A dirty problem has begun to plague the Cowichan Lake Salmonid Enhancement Society’s fish hatchery.

The water flowing through the society’s fish hatchery has more dirt in it than usual; a problem for the latest batch of coho eggs.

“It causes the eggs to clump up and when they clump up they die,” Cowichan Lake Salmonid Enhancement Society president Bob Crandall said.

A development upstream is likely the cause.

Upstream, soil has been spread on new lawns; soil that has made its way into storm drains, and therefore the creek and the hatchery downstream.

“It’s been getting worse each year,” Crandall told a group of people touring the hatchery as part of a Streamkeepers’ Course, last weekend.

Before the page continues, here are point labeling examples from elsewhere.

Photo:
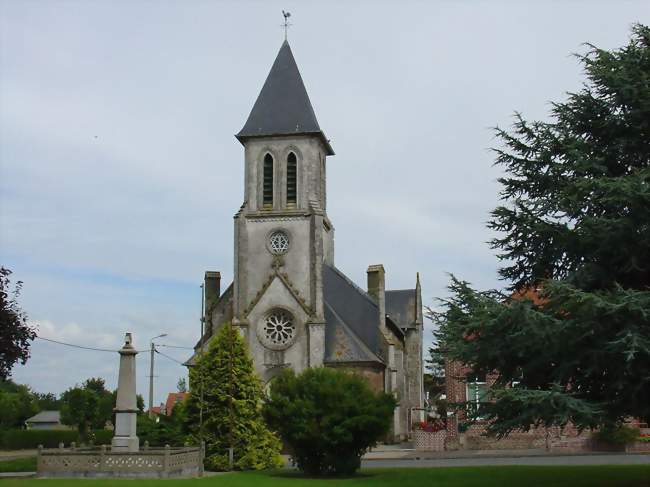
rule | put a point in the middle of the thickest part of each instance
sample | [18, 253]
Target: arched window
[292, 179]
[267, 189]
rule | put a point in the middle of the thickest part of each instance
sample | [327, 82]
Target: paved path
[588, 459]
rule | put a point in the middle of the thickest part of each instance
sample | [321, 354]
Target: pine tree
[574, 327]
[224, 406]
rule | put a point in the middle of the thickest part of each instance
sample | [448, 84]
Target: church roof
[352, 333]
[283, 106]
[401, 307]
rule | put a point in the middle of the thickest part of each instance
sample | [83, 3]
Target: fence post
[201, 458]
[39, 459]
[166, 461]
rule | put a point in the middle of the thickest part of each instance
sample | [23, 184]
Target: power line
[169, 357]
[109, 350]
[77, 346]
[173, 346]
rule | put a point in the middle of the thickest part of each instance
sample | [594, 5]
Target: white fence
[102, 462]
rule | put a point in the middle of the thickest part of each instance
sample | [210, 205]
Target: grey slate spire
[283, 106]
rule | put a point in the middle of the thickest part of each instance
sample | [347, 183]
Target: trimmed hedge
[26, 439]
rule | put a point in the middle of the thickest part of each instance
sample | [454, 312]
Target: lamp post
[153, 350]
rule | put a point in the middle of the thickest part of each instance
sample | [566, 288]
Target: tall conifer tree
[574, 327]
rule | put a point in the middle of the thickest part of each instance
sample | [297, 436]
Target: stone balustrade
[103, 462]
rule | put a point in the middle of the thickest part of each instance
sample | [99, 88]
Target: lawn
[27, 464]
[592, 476]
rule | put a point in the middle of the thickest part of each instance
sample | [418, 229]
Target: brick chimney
[377, 290]
[212, 288]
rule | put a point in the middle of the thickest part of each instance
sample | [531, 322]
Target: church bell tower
[282, 233]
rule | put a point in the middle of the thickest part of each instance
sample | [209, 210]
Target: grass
[27, 464]
[564, 476]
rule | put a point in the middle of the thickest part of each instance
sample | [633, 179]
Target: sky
[120, 174]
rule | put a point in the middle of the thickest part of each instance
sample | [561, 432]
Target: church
[289, 301]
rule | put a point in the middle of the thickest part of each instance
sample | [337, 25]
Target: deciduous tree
[15, 333]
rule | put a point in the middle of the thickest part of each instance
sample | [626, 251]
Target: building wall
[291, 282]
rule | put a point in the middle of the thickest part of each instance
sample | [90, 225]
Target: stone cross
[126, 407]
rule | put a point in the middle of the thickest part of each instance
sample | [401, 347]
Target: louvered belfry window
[267, 190]
[292, 179]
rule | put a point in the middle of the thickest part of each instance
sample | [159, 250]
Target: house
[173, 398]
[45, 420]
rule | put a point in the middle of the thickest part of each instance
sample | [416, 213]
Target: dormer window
[292, 179]
[267, 189]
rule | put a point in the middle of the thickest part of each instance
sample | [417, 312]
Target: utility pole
[153, 351]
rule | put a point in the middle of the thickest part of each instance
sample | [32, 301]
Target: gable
[350, 310]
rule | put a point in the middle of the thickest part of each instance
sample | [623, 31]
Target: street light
[153, 350]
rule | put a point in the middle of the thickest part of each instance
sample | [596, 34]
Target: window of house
[476, 396]
[267, 189]
[292, 179]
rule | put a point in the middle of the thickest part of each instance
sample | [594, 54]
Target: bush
[101, 437]
[16, 439]
[23, 439]
[226, 389]
[164, 430]
[329, 418]
[617, 435]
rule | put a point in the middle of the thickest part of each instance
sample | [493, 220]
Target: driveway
[473, 461]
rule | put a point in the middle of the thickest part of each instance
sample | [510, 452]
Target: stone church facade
[290, 302]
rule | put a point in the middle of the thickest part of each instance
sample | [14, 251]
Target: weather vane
[286, 23]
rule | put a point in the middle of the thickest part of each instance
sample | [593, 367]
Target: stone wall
[102, 462]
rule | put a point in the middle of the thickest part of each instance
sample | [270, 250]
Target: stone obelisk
[126, 406]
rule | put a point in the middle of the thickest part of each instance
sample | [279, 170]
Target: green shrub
[101, 437]
[328, 417]
[23, 439]
[617, 435]
[224, 407]
[164, 430]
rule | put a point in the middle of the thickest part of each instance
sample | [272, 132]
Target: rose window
[278, 329]
[279, 242]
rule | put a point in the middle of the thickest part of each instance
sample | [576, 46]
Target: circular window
[279, 242]
[278, 329]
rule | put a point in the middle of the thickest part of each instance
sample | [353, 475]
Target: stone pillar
[126, 406]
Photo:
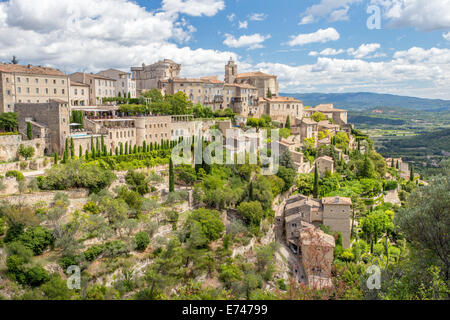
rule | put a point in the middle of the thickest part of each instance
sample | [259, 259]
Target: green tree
[252, 211]
[26, 152]
[171, 177]
[29, 131]
[316, 183]
[288, 122]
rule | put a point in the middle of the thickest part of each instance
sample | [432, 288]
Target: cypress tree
[316, 182]
[171, 177]
[72, 148]
[65, 156]
[29, 131]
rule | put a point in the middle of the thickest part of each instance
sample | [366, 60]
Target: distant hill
[368, 100]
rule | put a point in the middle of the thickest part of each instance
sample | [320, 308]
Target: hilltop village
[86, 179]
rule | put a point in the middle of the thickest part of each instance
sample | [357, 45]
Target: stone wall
[46, 196]
[9, 145]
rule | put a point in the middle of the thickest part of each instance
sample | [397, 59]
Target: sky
[384, 46]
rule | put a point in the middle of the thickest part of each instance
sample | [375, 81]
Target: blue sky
[312, 45]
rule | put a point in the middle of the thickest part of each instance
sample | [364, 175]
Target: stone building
[49, 120]
[125, 85]
[262, 81]
[30, 84]
[78, 94]
[148, 77]
[99, 86]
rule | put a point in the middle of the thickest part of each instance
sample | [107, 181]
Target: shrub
[16, 174]
[142, 240]
[37, 239]
[75, 174]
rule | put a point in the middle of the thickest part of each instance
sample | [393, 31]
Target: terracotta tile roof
[78, 84]
[30, 69]
[92, 75]
[254, 74]
[337, 200]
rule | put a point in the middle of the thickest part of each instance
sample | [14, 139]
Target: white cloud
[92, 35]
[231, 17]
[243, 25]
[258, 16]
[193, 7]
[335, 10]
[253, 41]
[364, 50]
[326, 52]
[424, 15]
[321, 35]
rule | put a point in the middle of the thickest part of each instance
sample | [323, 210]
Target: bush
[142, 240]
[93, 252]
[16, 174]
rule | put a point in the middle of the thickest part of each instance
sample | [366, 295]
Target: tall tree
[288, 122]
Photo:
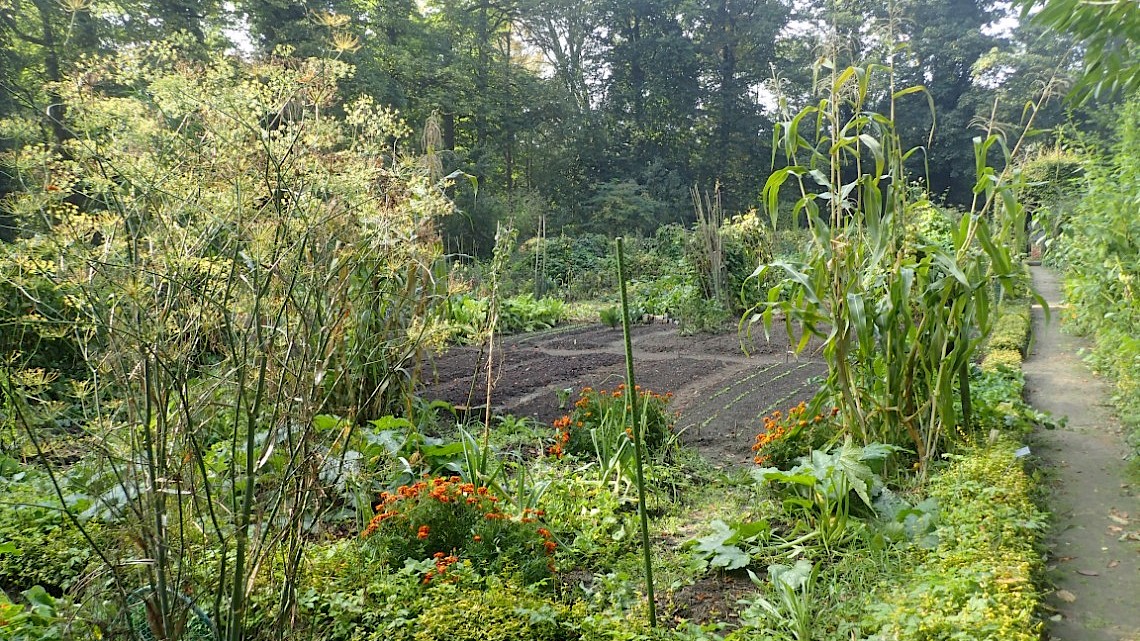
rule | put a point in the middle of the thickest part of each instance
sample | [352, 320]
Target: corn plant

The hatchery is going to be looking into remedies for this problem before the brood stock program starts up again, wherein eggs and milt are collected from chum and coho, fertilized, and raised into fish at the hatchery to be released into local streams.

He doesn’t have estimates as to how many fish have been lost as a result of the clumping, though all surviving coho eggs have hatched, and have been placed into the hatchery’s tanks and are now accepting fish food.

The approximately 28,000 coho are currently gaining more body weight before they are released into local streams.

Earlier this spring, about 33,000 chum were released into Cowichan Lake area streams.

With wet conditions, the society’s fry salvage program, wherein fish are rescued from drying-out creeks, has been a bit late to get going, this year.

Crandall expects fish requiring rescue as soon as conditions dry out a bit.